Finding myself pregnant with Lola at not quite twenty, I’d married Dean and we’d moved into the cottage. He appeared to like the idea of settling down with someone who was going to have his tea on the table and his socks washed. But I’d learnt the hard way, his seeing no problem in continuing the single life of going clubbing with his mates, constantly down The Green Dragon and offering every girl who came to have her car serviced at his garage in the village, any other servicing they might require. There’d been few unable to resist his seduction techniques, his stocky, gym-toned body, his dark curls and olive skin, the contrast of those quite amazing blue eyes (blame my Irish-Italian heritage, he’d boast) and easy patter. I’d fallen for it myself for years. How could I blame these girls, especially the more uptown ones who appeared to relish the idea of a bit of rough trade? Since he’d relinquished his beloved footie for golf, while searching out Ralph Lauren at the local designer outlets, I knew he fancied himself a little more upmarket these days. (All golf gilet and TK Maxx knickers, Robyn had scoffed and, whereas a few years ago I’d have been offended, now I had to agree.)

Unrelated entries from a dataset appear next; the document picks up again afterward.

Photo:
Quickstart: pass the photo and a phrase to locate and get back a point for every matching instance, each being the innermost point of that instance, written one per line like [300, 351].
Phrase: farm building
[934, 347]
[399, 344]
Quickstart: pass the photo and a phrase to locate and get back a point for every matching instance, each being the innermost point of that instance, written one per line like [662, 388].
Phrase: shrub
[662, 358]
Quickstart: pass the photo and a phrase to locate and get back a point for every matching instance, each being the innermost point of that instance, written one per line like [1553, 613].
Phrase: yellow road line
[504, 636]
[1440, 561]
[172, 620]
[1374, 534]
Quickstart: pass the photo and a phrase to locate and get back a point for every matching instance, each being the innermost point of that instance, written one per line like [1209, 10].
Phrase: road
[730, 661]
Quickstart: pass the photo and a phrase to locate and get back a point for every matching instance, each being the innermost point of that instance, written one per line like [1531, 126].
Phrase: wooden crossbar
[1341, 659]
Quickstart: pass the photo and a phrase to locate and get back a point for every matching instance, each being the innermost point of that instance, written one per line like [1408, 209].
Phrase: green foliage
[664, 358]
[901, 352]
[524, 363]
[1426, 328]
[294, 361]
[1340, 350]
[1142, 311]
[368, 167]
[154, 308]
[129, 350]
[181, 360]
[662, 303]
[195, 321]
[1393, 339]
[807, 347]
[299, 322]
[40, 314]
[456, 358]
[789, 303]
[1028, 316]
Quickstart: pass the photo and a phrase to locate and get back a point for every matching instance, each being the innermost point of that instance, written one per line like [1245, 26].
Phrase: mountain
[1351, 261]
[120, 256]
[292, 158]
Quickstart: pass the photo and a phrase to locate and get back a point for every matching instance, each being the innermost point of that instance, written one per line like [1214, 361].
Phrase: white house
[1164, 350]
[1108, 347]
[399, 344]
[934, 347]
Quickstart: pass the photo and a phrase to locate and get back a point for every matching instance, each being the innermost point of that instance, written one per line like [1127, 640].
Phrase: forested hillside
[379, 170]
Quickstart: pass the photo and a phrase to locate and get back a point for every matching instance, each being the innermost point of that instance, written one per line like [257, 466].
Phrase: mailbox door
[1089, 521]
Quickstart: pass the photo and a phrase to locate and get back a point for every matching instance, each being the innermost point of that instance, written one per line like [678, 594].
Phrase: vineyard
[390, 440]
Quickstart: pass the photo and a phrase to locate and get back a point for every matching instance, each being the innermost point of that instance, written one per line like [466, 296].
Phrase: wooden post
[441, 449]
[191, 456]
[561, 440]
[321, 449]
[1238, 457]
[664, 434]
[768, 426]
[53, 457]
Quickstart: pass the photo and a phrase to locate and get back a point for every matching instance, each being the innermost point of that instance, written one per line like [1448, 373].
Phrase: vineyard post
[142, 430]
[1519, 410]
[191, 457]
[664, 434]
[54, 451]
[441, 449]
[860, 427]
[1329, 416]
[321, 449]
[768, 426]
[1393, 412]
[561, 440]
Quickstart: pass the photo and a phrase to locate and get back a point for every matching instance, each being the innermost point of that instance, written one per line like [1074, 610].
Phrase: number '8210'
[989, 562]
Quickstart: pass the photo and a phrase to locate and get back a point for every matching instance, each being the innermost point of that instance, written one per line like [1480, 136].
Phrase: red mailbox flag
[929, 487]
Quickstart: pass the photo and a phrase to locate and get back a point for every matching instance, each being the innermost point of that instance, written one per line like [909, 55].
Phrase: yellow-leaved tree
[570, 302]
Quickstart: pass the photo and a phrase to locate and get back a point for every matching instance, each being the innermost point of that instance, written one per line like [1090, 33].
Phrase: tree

Always Dean in and out of my life. Dean, who’d constantly cheated on me throughout our eleven-year marriage. Was I doomed to be like my mother, always making herself available for just one man? In Mum’s case, Jayden Allen, the charismatic – and let’s face it, exceptionally good-looking – reggae singer and prolific womaniser who despite having fathered all three of us Allen girls had rarely been a presence for either Mum or us.